Facility in Warsaw, Poland

The Naukowa i Akademicka Sieć Komputerowa (Research and Academic Computer Network), abbreviated NASK, is a Polish research and development organisation, data networks operator, and internet domain name registry operator for the .pl country-level top-level domain.

== .pl registry ==
NASK is the internet domain name registry operator for the .pl country-level top-level domain.

Besides domain registration, NASK offers through its Partners such services as Waiting List Service (WLS) – the so-called "option" enabling the purchase of the 3-year period of priority for registration of a domain name in case it has been deleted, or Domain Name Tasting (DNT) – a service consisting in registration of a domain name for the period of 14 days for the purpose of testing its attractiveness.

NASK was one of the first registries in the world to introduce the maintenance of internationalized domain names in 2003.

Since 1 July 2013, NASK is the registry operator for .gov.pl domain names.
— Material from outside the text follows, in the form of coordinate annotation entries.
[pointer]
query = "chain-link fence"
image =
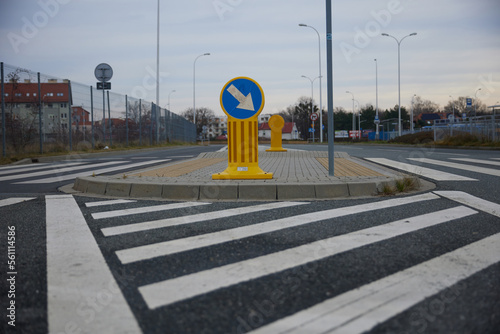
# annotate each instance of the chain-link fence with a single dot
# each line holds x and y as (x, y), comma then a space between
(42, 113)
(485, 128)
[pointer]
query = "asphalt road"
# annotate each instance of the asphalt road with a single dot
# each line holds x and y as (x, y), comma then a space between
(417, 263)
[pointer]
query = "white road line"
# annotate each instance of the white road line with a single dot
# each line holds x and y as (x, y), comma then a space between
(184, 287)
(182, 245)
(489, 171)
(485, 162)
(109, 202)
(361, 309)
(88, 173)
(421, 171)
(22, 168)
(146, 209)
(472, 201)
(81, 290)
(110, 231)
(14, 200)
(57, 170)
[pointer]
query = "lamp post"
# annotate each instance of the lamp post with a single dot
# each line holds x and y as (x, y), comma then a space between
(475, 101)
(411, 114)
(353, 116)
(399, 75)
(194, 92)
(320, 97)
(312, 96)
(377, 120)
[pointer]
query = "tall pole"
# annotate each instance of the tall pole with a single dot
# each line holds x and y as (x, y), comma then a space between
(329, 87)
(377, 120)
(157, 72)
(399, 75)
(194, 93)
(353, 114)
(320, 94)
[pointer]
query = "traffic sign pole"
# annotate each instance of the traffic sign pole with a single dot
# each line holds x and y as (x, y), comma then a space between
(242, 100)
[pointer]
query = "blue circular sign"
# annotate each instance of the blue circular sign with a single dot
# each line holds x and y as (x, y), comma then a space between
(242, 98)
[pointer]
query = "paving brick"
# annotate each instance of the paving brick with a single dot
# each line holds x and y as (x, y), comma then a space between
(295, 191)
(213, 192)
(146, 190)
(257, 192)
(176, 191)
(324, 191)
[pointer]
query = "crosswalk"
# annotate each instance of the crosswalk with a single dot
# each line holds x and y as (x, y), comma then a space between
(121, 236)
(418, 166)
(46, 173)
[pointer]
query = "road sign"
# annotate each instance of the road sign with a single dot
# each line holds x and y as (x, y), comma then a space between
(242, 98)
(103, 72)
(104, 85)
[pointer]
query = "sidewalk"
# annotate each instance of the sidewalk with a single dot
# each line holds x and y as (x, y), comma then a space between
(298, 175)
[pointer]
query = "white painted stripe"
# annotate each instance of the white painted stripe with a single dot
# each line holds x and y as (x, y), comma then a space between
(89, 173)
(477, 169)
(184, 287)
(77, 275)
(110, 202)
(182, 245)
(360, 310)
(145, 209)
(109, 231)
(478, 161)
(57, 170)
(14, 200)
(472, 201)
(21, 168)
(421, 171)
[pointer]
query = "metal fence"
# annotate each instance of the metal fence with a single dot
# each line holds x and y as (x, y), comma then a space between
(483, 127)
(42, 113)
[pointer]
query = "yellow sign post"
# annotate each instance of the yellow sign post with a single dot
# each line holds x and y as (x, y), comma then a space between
(276, 123)
(242, 100)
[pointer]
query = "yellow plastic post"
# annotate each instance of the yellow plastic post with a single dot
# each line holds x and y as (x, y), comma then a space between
(276, 123)
(242, 139)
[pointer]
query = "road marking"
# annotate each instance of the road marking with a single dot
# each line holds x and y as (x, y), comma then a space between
(21, 168)
(144, 226)
(109, 202)
(181, 245)
(57, 170)
(421, 171)
(489, 171)
(184, 287)
(361, 309)
(88, 173)
(81, 290)
(485, 162)
(146, 209)
(472, 201)
(14, 200)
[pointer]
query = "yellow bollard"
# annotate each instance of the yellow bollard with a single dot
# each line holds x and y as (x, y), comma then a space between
(242, 100)
(276, 123)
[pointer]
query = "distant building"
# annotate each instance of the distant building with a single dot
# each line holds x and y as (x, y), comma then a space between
(22, 103)
(289, 131)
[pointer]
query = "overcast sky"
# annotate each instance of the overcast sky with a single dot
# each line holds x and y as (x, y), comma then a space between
(455, 52)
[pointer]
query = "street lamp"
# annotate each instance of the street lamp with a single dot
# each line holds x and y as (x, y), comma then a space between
(312, 96)
(399, 75)
(194, 90)
(353, 116)
(320, 97)
(475, 101)
(377, 120)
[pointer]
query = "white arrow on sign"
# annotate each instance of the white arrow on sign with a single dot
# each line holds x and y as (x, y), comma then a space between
(245, 101)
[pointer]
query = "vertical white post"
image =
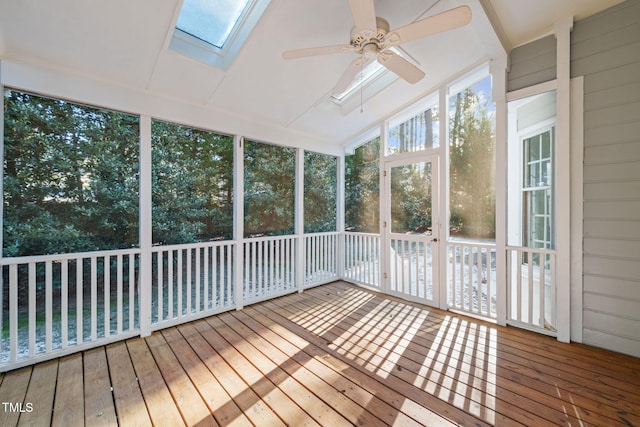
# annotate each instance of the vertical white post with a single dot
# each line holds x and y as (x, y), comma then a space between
(577, 200)
(563, 178)
(384, 211)
(238, 220)
(146, 238)
(340, 213)
(1, 193)
(441, 287)
(1, 172)
(498, 70)
(299, 220)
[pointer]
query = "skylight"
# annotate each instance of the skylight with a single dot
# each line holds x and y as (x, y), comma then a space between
(368, 73)
(212, 21)
(213, 31)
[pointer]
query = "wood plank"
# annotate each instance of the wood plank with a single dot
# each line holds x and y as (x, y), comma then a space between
(13, 390)
(40, 395)
(282, 376)
(410, 392)
(438, 379)
(162, 408)
(198, 334)
(68, 409)
(99, 409)
(351, 382)
(189, 402)
(568, 357)
(220, 404)
(129, 402)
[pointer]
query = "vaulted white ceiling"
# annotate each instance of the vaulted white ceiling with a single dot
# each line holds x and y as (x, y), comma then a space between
(124, 44)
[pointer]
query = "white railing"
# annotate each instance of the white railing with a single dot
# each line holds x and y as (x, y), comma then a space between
(269, 267)
(321, 258)
(362, 259)
(471, 273)
(411, 267)
(191, 281)
(531, 289)
(57, 304)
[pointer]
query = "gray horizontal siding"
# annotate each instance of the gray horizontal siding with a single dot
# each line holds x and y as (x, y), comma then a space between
(605, 48)
(532, 64)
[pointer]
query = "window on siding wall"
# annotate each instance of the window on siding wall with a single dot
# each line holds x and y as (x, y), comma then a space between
(531, 166)
(320, 184)
(362, 188)
(472, 163)
(70, 177)
(192, 184)
(269, 189)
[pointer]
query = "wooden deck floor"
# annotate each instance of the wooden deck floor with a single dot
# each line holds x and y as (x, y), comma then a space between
(334, 355)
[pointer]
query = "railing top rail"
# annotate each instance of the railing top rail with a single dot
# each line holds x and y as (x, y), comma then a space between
(67, 256)
(322, 233)
(532, 250)
(469, 243)
(270, 238)
(207, 244)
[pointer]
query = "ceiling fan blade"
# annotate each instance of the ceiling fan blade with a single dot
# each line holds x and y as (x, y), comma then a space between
(348, 76)
(400, 66)
(314, 51)
(364, 14)
(454, 18)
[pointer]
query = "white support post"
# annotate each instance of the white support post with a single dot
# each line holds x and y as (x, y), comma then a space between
(443, 201)
(563, 178)
(1, 171)
(299, 220)
(577, 207)
(384, 209)
(1, 191)
(498, 70)
(146, 236)
(238, 220)
(340, 213)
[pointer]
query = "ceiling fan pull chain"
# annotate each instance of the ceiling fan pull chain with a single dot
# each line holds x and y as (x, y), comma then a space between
(361, 84)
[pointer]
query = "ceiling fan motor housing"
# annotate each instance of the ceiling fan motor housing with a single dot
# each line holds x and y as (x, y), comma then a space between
(360, 39)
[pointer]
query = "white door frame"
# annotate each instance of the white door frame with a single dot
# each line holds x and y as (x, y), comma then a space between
(438, 288)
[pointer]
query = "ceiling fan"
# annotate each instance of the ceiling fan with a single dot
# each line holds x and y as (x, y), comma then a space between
(371, 39)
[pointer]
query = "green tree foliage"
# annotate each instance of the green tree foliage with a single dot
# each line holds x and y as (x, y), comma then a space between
(320, 185)
(192, 184)
(411, 210)
(70, 177)
(415, 134)
(269, 189)
(472, 165)
(362, 189)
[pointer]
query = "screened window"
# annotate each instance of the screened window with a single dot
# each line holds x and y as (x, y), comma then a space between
(320, 184)
(472, 163)
(192, 184)
(269, 189)
(362, 188)
(70, 177)
(418, 133)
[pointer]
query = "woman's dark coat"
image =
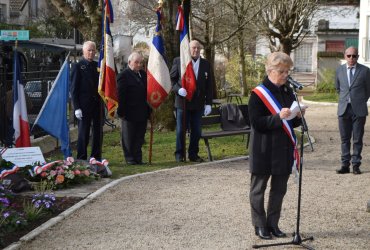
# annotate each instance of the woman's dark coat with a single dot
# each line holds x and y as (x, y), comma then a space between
(270, 148)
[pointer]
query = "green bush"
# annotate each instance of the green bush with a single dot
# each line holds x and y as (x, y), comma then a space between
(327, 83)
(255, 71)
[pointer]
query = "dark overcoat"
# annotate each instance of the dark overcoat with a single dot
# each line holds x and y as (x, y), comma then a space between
(270, 148)
(358, 91)
(203, 94)
(132, 91)
(84, 87)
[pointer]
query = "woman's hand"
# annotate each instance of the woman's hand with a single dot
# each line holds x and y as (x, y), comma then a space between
(284, 113)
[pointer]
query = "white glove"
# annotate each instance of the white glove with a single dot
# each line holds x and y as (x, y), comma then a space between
(78, 114)
(207, 110)
(182, 92)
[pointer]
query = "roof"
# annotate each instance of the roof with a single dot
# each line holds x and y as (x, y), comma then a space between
(17, 5)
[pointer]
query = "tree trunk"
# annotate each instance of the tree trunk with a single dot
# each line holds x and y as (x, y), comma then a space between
(86, 17)
(242, 66)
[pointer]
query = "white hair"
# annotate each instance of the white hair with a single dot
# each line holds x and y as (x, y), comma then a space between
(87, 44)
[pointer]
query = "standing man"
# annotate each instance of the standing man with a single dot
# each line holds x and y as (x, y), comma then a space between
(133, 108)
(87, 103)
(352, 81)
(200, 103)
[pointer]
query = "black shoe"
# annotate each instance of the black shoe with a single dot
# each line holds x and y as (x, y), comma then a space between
(277, 232)
(179, 158)
(356, 170)
(343, 170)
(263, 233)
(196, 159)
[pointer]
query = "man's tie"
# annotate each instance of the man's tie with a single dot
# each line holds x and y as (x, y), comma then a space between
(350, 75)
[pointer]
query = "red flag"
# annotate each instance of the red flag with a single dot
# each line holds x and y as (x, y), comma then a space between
(20, 118)
(107, 79)
(187, 73)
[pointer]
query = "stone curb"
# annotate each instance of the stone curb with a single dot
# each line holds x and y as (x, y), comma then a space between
(37, 231)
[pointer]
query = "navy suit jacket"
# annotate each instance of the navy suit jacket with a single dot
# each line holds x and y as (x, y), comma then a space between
(132, 92)
(358, 92)
(204, 85)
(84, 86)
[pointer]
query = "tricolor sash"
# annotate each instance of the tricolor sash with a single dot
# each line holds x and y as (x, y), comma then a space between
(274, 107)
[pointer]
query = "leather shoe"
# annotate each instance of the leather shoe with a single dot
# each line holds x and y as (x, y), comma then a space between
(179, 158)
(277, 232)
(263, 233)
(343, 170)
(196, 159)
(356, 170)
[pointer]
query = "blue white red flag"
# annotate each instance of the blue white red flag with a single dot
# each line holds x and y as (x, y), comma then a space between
(107, 78)
(158, 75)
(53, 116)
(20, 118)
(188, 79)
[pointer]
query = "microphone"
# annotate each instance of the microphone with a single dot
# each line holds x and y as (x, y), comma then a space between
(294, 83)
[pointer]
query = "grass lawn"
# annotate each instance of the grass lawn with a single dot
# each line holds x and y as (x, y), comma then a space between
(322, 97)
(163, 149)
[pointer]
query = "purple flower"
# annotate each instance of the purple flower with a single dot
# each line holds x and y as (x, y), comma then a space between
(5, 201)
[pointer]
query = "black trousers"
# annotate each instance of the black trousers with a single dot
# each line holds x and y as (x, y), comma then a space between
(257, 194)
(351, 127)
(84, 125)
(132, 139)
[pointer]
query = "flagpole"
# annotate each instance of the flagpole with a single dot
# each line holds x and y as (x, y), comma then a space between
(151, 138)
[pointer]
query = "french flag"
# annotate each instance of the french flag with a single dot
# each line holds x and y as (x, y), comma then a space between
(107, 78)
(20, 118)
(187, 73)
(158, 75)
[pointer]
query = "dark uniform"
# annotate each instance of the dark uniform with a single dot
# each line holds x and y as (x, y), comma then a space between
(85, 96)
(134, 112)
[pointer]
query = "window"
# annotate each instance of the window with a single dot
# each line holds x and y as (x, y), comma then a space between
(33, 8)
(335, 46)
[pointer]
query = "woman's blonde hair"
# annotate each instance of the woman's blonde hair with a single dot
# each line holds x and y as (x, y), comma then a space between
(276, 60)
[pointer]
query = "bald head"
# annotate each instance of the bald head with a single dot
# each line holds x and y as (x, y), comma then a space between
(88, 50)
(195, 49)
(134, 61)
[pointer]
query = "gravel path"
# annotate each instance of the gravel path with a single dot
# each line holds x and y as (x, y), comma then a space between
(206, 206)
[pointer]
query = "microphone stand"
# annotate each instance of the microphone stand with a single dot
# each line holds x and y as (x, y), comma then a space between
(297, 239)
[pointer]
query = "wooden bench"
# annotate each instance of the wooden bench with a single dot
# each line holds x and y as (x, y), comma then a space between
(215, 118)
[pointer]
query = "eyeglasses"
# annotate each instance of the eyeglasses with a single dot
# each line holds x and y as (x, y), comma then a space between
(282, 71)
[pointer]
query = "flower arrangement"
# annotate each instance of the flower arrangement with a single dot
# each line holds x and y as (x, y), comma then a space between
(10, 218)
(63, 173)
(45, 201)
(60, 173)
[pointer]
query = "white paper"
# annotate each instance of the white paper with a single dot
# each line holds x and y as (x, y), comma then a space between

NASK is the official representative of Poland in international organisations such as FIRST, CENTR and ICANN.

== CERT Polska ==

NASK includes a computer emergency response team called CERT Polska. Active since 1996, it handles security incidents and conducts internet security-related research and development. It is a member of the international forum of response teams (FIRST) since 1998, and a member of the working group of the European response teams TERENA TF-CSIRT since 2000.

== Dyzurnet.pl ==
The Dyżurnet.pl team within NASK is a point of contact that has been functioning within the framework of NASK since 2005. It responds to anonymous reports received from Internet users about potentially illegal material, such as child abuse content. Dyżurnet.pl also carries out awareness raising and educational activities to increase the level of the online safety of children and young people by, among others, taking various initiatives, including campaigns, conferences, trainings for professionals and experts as well as workshops for the youngest Internet users.